New offshore projects in development are exponentially larger than existing wind farms in terms of size and scale. These power plants will need huge numbers of highly skilled individuals to get them built. Offshore wind farms have long development programmes, a construction phase of 2-3 years, and an operating lifetime of 20-25 years. For example, Scottish Power Renewables is currently developing its East Anglia One offshore wind farm; a £2.5 billion investment requiring an estimated 3,000 skilled employees.
However, the International Energy Agency (IEA) sounded a warning bell this week in its latest report entitled Measuring the value of next generation wind and solar, by saying that the rapid growth of wind and solar power in some countries is bringing “new challenges to the fore”, with the issue of system and market integration becoming “a critical priority for renewables policy and energy policy more broadly”.
Successfully integrating wind and solar into the broader energy system requires action in three main areas, a new IEA report argued:
1. System friendly deployment, so that the net benefits of wind and solar power are maximised for the whole system;
2. Improved operating strategies, including “advanced renewable energy forecasting and enhanced scheduling of power plants”; and
3. Investment in flexible resources including demand-side response, storage and grid infrastructure.
In order to encourage system friendly deployment it said there needed to be a “paradigm shift” in the way wind and solar is assessed economically. It said the “traditional focus” on the levelised cost of energy “is no longer sufficient”, as the measure is “blind to the when, where and how of power generation”.
Instead, it argued, they should be judged by their system value: “the overall benefit arising from the addition of a wind or solar power generation source to the power system.”
Among the items in the plus column are lower fuel and emissions costs; reduced requirements for other generation capacity and sometimes lower transmission losses. Items in the minus column include
• Increased wear and tear on conventional plants as they are forced to vary their output more in the light of renewables capacity moving up and down;
• Reduced utilisation of non-wind and solar assets and the need to curtail wind and solar when their output is too high.
Changes to grid infrastructure requirements can fall into either column, depending on the particular case.
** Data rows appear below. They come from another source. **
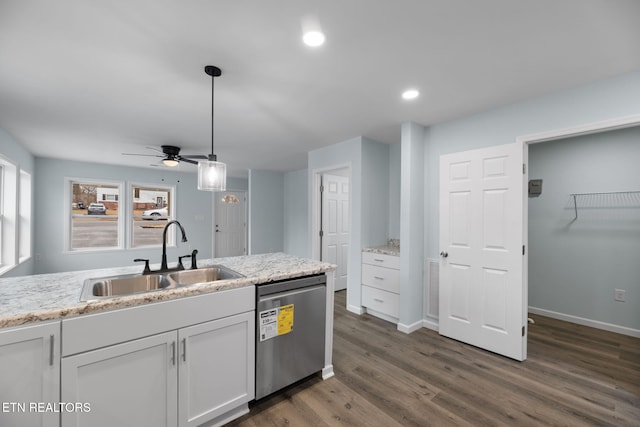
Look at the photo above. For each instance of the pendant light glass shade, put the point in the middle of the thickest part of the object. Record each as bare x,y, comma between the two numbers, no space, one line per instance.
212,175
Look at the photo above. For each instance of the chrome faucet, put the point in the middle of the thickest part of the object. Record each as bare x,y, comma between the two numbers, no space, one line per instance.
163,266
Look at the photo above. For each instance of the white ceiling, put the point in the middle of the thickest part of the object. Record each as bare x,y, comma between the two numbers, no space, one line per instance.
89,80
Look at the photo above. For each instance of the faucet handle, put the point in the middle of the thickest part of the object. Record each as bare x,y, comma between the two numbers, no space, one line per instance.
146,270
194,264
180,266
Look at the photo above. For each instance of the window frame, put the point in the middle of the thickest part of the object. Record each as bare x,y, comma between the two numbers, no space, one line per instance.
25,217
15,215
68,198
130,199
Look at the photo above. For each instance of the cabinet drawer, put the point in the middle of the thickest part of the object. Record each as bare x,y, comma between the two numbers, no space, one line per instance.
382,260
387,279
382,301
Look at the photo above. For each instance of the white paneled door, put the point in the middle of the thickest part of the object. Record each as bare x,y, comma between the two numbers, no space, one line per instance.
230,224
483,296
335,225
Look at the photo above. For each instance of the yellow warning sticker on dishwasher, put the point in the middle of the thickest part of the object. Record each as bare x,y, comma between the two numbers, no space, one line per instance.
276,321
285,319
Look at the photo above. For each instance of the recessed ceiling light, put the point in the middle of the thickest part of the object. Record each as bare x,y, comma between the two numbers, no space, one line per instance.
410,94
313,38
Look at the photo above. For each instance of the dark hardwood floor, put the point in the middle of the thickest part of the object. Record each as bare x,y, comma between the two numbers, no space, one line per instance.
573,376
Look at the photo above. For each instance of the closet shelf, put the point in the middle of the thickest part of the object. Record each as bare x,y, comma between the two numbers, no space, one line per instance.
610,199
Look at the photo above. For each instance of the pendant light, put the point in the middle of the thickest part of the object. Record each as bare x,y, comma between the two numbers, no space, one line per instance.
212,174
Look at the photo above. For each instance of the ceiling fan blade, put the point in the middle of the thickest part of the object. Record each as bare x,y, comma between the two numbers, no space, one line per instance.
138,154
182,159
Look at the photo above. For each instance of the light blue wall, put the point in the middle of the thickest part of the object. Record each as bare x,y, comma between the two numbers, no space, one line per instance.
601,100
266,211
575,265
375,193
240,184
193,210
606,99
296,214
13,151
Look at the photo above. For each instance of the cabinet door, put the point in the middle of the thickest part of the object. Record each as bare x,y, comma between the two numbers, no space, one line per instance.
129,384
30,375
217,365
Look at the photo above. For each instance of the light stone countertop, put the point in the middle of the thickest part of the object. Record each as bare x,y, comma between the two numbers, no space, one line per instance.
54,296
384,249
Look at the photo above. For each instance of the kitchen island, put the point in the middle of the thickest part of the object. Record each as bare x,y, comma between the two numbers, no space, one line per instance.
138,345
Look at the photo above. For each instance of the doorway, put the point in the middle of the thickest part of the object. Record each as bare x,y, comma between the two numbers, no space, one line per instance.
456,292
331,220
230,224
583,227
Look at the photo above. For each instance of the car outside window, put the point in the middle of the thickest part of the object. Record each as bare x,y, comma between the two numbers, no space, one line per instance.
95,222
151,209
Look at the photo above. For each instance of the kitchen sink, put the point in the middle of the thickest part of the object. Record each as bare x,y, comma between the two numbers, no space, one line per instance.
109,287
202,275
130,284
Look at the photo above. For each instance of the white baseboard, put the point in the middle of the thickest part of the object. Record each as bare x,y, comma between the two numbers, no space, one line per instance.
586,322
431,324
407,329
327,372
355,309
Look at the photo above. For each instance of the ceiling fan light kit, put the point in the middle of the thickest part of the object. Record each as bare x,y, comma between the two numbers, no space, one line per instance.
212,175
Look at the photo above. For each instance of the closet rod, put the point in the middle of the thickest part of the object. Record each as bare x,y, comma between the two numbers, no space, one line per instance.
575,203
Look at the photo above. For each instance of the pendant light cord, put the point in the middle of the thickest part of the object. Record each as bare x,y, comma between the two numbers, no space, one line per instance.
212,156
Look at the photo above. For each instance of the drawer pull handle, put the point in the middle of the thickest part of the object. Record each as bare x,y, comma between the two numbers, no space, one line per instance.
51,349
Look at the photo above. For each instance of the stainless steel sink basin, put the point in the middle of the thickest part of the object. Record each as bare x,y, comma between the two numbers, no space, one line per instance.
109,287
129,284
202,275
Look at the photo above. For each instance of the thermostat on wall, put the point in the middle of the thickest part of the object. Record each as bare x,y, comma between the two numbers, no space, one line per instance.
535,187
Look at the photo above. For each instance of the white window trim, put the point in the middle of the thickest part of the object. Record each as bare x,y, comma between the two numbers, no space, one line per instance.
25,216
67,213
129,202
15,215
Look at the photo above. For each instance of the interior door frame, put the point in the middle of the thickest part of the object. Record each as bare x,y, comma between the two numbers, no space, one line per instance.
316,204
556,135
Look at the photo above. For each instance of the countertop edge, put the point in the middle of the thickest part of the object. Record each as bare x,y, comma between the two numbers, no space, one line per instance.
300,267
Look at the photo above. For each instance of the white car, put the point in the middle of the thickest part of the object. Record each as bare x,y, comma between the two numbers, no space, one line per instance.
155,214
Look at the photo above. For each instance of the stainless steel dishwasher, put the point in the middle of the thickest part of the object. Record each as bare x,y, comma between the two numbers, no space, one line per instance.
290,332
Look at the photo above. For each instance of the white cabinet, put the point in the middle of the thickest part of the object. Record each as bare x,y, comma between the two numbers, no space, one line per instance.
381,285
134,383
30,375
216,368
200,371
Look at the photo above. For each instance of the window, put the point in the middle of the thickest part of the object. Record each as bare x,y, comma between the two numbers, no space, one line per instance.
94,215
151,209
15,215
24,217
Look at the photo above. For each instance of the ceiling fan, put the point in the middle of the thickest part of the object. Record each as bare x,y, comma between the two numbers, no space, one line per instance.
170,155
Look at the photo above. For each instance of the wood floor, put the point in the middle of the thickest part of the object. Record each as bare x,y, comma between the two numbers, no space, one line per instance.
573,376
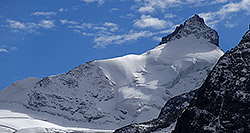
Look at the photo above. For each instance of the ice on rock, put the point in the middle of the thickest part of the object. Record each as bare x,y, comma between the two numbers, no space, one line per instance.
107,94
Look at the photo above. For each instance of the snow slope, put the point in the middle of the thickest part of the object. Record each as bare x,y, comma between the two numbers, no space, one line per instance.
111,93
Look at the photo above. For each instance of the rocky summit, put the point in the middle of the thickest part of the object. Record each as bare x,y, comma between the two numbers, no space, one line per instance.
222,103
109,94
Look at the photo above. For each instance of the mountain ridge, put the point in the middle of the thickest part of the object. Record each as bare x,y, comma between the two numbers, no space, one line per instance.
222,103
111,93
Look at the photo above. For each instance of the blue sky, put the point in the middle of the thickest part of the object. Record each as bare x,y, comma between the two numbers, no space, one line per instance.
39,38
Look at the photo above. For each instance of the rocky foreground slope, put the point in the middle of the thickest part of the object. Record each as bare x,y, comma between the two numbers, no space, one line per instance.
107,94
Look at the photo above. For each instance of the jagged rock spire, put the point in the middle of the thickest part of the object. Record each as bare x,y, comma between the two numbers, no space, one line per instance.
196,26
222,103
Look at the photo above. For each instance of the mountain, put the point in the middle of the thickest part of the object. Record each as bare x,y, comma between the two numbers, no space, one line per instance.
222,103
167,118
107,94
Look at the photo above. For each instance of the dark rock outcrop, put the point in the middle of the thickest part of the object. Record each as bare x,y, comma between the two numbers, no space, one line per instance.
168,115
222,104
195,26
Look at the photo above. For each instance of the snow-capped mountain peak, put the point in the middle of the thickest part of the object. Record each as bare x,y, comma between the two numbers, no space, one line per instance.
115,92
193,26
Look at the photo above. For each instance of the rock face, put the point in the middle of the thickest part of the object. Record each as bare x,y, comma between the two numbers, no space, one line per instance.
116,92
195,26
222,103
168,116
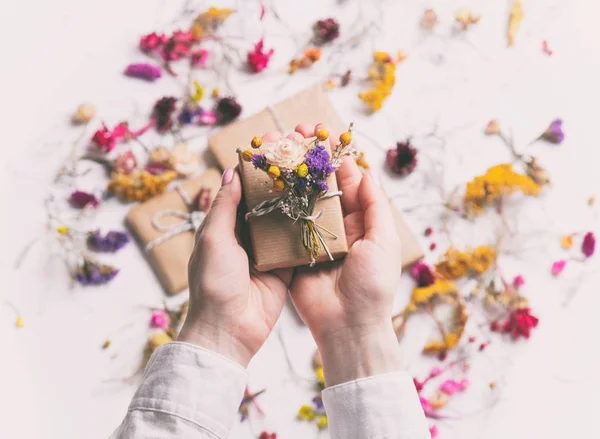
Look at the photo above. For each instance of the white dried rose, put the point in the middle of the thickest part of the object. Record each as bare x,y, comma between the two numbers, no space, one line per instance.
286,153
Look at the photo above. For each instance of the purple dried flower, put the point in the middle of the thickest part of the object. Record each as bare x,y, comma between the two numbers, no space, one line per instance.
402,160
319,163
554,132
81,199
325,31
227,109
145,71
588,246
259,161
111,242
321,185
93,273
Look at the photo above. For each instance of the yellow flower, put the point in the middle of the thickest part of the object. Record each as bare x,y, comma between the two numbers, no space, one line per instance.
302,170
346,138
322,422
320,376
306,413
247,155
274,171
198,92
566,241
482,258
158,339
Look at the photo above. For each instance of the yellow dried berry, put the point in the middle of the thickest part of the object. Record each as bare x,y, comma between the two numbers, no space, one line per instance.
274,171
346,138
278,185
322,134
256,142
302,170
247,155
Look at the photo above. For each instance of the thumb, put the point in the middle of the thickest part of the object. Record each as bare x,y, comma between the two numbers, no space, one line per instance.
220,219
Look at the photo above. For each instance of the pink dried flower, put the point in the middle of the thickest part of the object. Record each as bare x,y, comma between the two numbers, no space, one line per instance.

Accordingly, it said existing policy and market frameworks should be upgraded to encourage the building of projects that bring the highest system value compared with their levelised cost of energy.
Share of wind and solar generation in selected countries for 2014 and 2020
The report also said modern wind and solar plants can “actively support their own integration by providing valuable system services”. It recommended that “forward-looking technical standards” are established to ensure that new power plants are capable of providing “state-of-the-art support for a stable and secure operation of the power system” and that electricity markets and operating protocols are reformed to allow for the provision of system services by wind and solar assets.
Additionally, it said institutional and regulatory structures of low- and medium-voltage grids be reviewed and revised, to reflect their new role in a smarter, more decentralised electricity system, and said electricity tariffs should be reformed to accurately reflect the cost of power depending on time and location.
So building new renewable capacity is clearly only half the battle. We also have to work out how to manage this supply and price it correctly. Only then will we be sure we can use this additional capacity to not only meet our green energy targets, but also help us improve UK energy security, while delivering affordable power into UK homes.